Aliskiren affects fatty-acid uptake and lipid-related genes in rodent and human cardiomyocytes.

PURPOSE: We investigated whether the direct renin inhibitor aliskiren can affect metabolism in cardiomyocytes from rat, mouse and human sources. METHODS AND RESULTS: At 10-50 µmol/L, aliskiren significantly increased medium-chain-fatty-acid uptake in primary-cultured neonatal-rat and HL-1 adult-mouse-derived cardiomyocytes (BODIPY-induced fluorescence intensity). The fatty-acid transporter CD-36 was correspondingly translocated to, but the glucose transporter Glut-4 away from, the sarcoplasmic reticulum/plasma membrane, in primary-cultured neonatal-rat (CD-36, Glut-4) and adult-human (CD-36) cardiomyocytes (confocal immunocytochemistry). Immunoblotting showed that aliskiren induced phosphorylation of ERK1/2 in cardiomyocytes from all three sources; responses were dose- and time-dependent, unaffected by renin treatment, and did not cause alterations in expression of (P)R or Igf2/M6P receptors. Microarray analysis of the complete genome of aliskiren-treated neonatal-rat cardiomyocytes, with RT-qPCR and immunoblot confirmation assays in rat and human primary cardiomyocytes, showed that aliskiren up-regulated mRNA and increased protein expression of several enzymes important in lipid and glucose metabolism and in cholesterol biosynthesis. Cardiomyocyte cell-cycle and viability were unaffected by aliskiren. CONCLUSIONS: Aliskiren can induce changes in fatty-acid and glucose uptake and expression of key enzymes of lipid and cholesterol metabolism, which are not associated with increased expression of (P)R or Igf2/M6P receptors, in cultured cardiomyocytes.

Des-acyl ghrelin has specific binding sites and different metabolic effects from ghrelin in cardiomyocytes.

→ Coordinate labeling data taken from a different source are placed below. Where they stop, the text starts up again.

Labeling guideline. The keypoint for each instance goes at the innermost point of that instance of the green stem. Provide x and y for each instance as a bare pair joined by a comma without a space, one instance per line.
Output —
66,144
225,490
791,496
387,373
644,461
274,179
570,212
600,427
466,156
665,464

The current study aimed to compare the effects of the peptide hormone ghrelin and des-G, its unacylated isoform, on glucose and fatty acid uptake and to identify des-G-specific binding sites in cardiomyocytes. In the murine HL-1 adult cardiomyocyte line, ghrelin and des-G had opposing metabolic effects: des-G increased medium-chain fatty acid uptake (BODIPY fluorescence intensity), whereas neither ghrelin alone nor in combination with des-G did so. Ghrelin inhibited the increase in glucose uptake normally induced by insulin (rate of 2-[(3)H]deoxy-d-glucose incorporation), but des-G did not; des-G was also able to partially reverse the inhibitory effect of ghrelin. In HL-1 cells and primary cultures of neonatal rat cardiomyocytes, des-G but not ghrelin increased insulin-induced translocation of glucose transporter-4 from nuclear to cytoplasmic compartments (immunohistochemistry and quantitative confocal analysis). AKT was phosphorylated by insulin but not affected by ghrelin or des-G, whereas neither AMP-activated protein kinase nor phosphatase and tensin homolog deleted from chromosome 10 was phosphorylated by any treatments. HL-1 and primary-cultured mouse and rat cardiomyocytes each possessed two independent specific binding sites for des-G not recognized by ghrelin (radioreceptor assays). Neither ghrelin nor des-G affected viability (dimethylthiazol diphenyltetrazolium bromide assays), whereas both isoforms were equally protective against apoptosis. Therefore, in cardiomyocytes, des-G binds to specific receptors and has effects on glucose and medium-chain fatty acid uptake that are distinct from those of ghrelin. Real-time PCR indicated that expression levels of ghrelin O-acyltransferase RNA were comparable between HL-1 cells, human myocardial tissue, and human and murine stomach tissue, indicating the possibility of des-G conversion to ghrelin within our model.